PNH, AHUS or TTP, march hemoglobinuria, bad leaky cardiac valves, malaria. Occasionally called agglutinin disease, will present with hemoglobinuria, Clostridium perfringens bacteremia, which is extremely rare, but I did see a case of it and the enzymopathy, G6PD, et cetera.

So it's a pretty short differential diagnosis. So if someone has hemoglobinuria, your ear should be twitching that this might be PNH. They tend to have Coombs-negative at hemolysis.

So Coombs test is almost exclusively negative unless you intervene with a C5 inhibitor in which case they may develop C3 on the membrane. Thrombosis, as we already discussed in the first case. MDS, in some of the clinical studies, the actual incidence of PNH and MDS is somewhere around 2.5%.

Usually the clones are fairly small and then patients who have unexplained cytopenias and that includes aplastic anemia although they did lump it with the myelodysplastic group. It is interesting that aplastic anemia is strongly associated with PNH, and up to 60% plus of the patients with aplastic anemia will have a detectable, although not clinically significant, PNH clone identified. However, with treatment of the aplastic anemia, the clone may expand and the patient may develop clinical PNH. There is some thought that this may be related to the T-cell hit on the bone marrow that develops in aplastic anemia. And there's some data to suggest that the target of that T-cell attack may be the GPI anchor itself.

Newly diagnosed aplastic anemia patients, we flow all of them for a PNH, and then we follow the PNH clone after immunosuppressive therapy is initiated. So one of the things that this particular patient presented was fatigue.

And she's a very active, vigorous person, and it turns out that fatigue is one of the overwhelming complaints. So in a little validation study, we looked at 29 patients with PNH who weren't eligible for the original clinical trials. The overwhelming complaint was fatigue. 96% of them complained of fatigue. 76% of them were forced to modify their activities of daily living. They had to go home and take a nap. They had to get some assistance at home. They couldn't do all of their activities of daily living. 17% said they were unemployed as a direct consequence of the of the PNH of the fatigue and the other assorted side effects. Over half of the patients reported abdominal pain, headache, dyspnea, and dysphagia was common. In the males, 100% had erectile dysfunction.

The fatigue is not related to the anemia or the transfusions, the need for transfusions. And as you can see in this patient, the patient had a hemoglobin of 13 but was still complaining of fatigue, most rated their symptoms as moderate to very severe. And most of the patients were somewhat distressed by all these symptoms. It's really due to cytokines, in particular IL-6.

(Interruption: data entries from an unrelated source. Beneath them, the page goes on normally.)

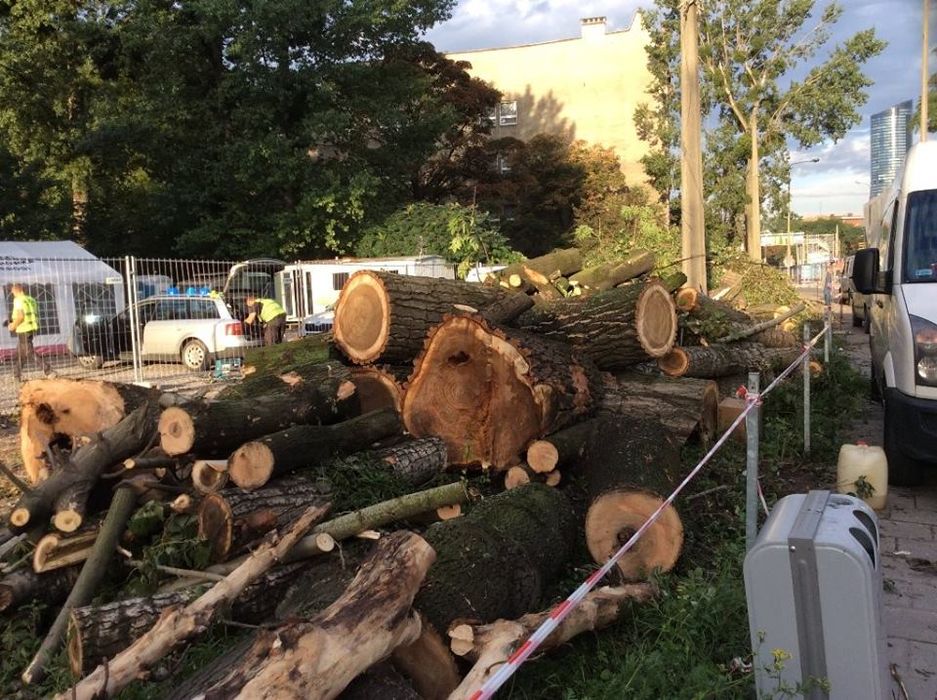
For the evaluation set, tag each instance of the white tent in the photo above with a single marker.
(66, 281)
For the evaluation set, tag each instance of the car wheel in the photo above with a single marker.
(902, 470)
(195, 355)
(91, 361)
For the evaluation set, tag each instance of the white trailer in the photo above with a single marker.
(312, 286)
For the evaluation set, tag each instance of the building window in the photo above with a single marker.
(508, 113)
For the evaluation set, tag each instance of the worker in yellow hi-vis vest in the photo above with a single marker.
(271, 314)
(25, 322)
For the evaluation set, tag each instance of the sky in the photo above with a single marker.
(839, 182)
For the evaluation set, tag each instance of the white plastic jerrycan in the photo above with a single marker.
(862, 470)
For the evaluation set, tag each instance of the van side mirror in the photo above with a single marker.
(865, 271)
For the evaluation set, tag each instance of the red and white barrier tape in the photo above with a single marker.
(559, 613)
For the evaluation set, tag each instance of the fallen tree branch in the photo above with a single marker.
(178, 624)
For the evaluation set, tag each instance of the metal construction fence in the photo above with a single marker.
(157, 320)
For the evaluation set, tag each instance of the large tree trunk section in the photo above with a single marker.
(124, 439)
(490, 646)
(213, 429)
(100, 632)
(489, 392)
(71, 408)
(685, 406)
(608, 275)
(616, 328)
(498, 560)
(565, 262)
(92, 573)
(416, 461)
(560, 448)
(385, 316)
(233, 519)
(725, 360)
(254, 463)
(379, 387)
(25, 585)
(179, 624)
(319, 658)
(631, 467)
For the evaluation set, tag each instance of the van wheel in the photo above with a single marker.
(195, 355)
(902, 470)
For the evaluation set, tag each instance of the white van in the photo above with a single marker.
(901, 274)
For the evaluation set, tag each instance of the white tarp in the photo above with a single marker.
(65, 279)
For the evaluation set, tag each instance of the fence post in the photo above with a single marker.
(752, 426)
(806, 372)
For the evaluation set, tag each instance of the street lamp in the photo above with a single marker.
(788, 259)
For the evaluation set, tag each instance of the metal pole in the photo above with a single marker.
(752, 422)
(806, 372)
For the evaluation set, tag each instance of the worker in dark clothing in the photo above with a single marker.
(271, 315)
(25, 323)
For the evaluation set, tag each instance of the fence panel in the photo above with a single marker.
(155, 320)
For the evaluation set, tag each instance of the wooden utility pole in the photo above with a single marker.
(692, 231)
(924, 76)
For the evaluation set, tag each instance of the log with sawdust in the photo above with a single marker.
(233, 519)
(100, 632)
(488, 392)
(490, 646)
(179, 624)
(319, 658)
(212, 429)
(66, 490)
(254, 463)
(725, 360)
(686, 406)
(385, 316)
(24, 585)
(616, 328)
(73, 408)
(379, 387)
(499, 559)
(631, 467)
(607, 275)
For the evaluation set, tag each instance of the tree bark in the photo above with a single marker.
(100, 632)
(25, 585)
(92, 572)
(126, 438)
(319, 658)
(687, 407)
(416, 461)
(379, 387)
(232, 519)
(212, 429)
(566, 262)
(254, 463)
(179, 624)
(725, 360)
(385, 316)
(631, 467)
(499, 559)
(488, 392)
(616, 328)
(73, 408)
(608, 275)
(490, 646)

And there's some evidence that the patients may have a component of pulmonary hypertension due to nitric oxide consumption from ongoing hemolysis. On the right hand side, you could see pulmonary hypertension. A well-documented, may be due to the nitric oxide depletion from intravascular hemolysis, but also may be due to recurrent pulmonary emboli.

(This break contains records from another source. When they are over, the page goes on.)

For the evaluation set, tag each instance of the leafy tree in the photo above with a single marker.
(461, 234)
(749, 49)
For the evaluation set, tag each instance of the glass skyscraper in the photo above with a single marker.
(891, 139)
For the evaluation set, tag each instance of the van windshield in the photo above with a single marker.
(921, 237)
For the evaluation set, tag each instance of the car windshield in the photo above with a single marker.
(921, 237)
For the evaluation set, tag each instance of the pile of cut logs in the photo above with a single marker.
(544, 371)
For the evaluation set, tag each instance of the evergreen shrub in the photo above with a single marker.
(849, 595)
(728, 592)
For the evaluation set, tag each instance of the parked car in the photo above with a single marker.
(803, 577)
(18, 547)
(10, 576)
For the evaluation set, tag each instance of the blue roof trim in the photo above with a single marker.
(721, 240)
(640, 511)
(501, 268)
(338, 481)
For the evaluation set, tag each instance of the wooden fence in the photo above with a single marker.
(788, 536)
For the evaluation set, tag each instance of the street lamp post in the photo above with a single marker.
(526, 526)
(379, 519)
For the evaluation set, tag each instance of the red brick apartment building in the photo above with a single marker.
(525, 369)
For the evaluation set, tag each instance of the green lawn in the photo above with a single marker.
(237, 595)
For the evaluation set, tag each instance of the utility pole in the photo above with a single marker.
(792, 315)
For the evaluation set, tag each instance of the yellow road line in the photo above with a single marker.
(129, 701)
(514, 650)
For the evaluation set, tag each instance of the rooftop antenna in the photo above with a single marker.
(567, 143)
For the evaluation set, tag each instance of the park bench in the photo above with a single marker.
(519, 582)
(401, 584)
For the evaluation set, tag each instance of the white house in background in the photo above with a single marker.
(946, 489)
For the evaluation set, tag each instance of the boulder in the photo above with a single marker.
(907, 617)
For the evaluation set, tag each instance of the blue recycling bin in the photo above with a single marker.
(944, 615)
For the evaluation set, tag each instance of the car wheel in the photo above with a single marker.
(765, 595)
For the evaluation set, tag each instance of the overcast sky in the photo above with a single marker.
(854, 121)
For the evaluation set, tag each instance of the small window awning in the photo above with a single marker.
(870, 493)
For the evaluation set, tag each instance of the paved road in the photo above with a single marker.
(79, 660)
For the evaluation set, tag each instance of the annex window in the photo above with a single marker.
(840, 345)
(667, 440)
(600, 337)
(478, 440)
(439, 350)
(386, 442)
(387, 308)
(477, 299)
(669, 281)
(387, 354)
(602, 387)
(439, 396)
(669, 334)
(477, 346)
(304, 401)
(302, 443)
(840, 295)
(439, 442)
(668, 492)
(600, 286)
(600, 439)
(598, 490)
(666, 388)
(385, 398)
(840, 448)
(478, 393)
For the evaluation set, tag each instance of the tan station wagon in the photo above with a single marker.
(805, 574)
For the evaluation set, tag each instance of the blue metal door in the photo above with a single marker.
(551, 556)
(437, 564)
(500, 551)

And there's data from Anita Hill that suggests that about 60% of patients will have some evidence of previous pulmonary emboli. Chronic kidney disease is not unusual in these patients. Remember, when you have intravascular hemolysis, those hemoglobin dimers then travel through the kidney.

There then is iron deposition in the kidney as the hemoglobin is broken down. But the tubular cells can't export iron. They don't have ferroportin receptors and so the iron is stuck in the kidneys and you can develop interstitial nephritis due to the iron deposition and they may also have microthrombi."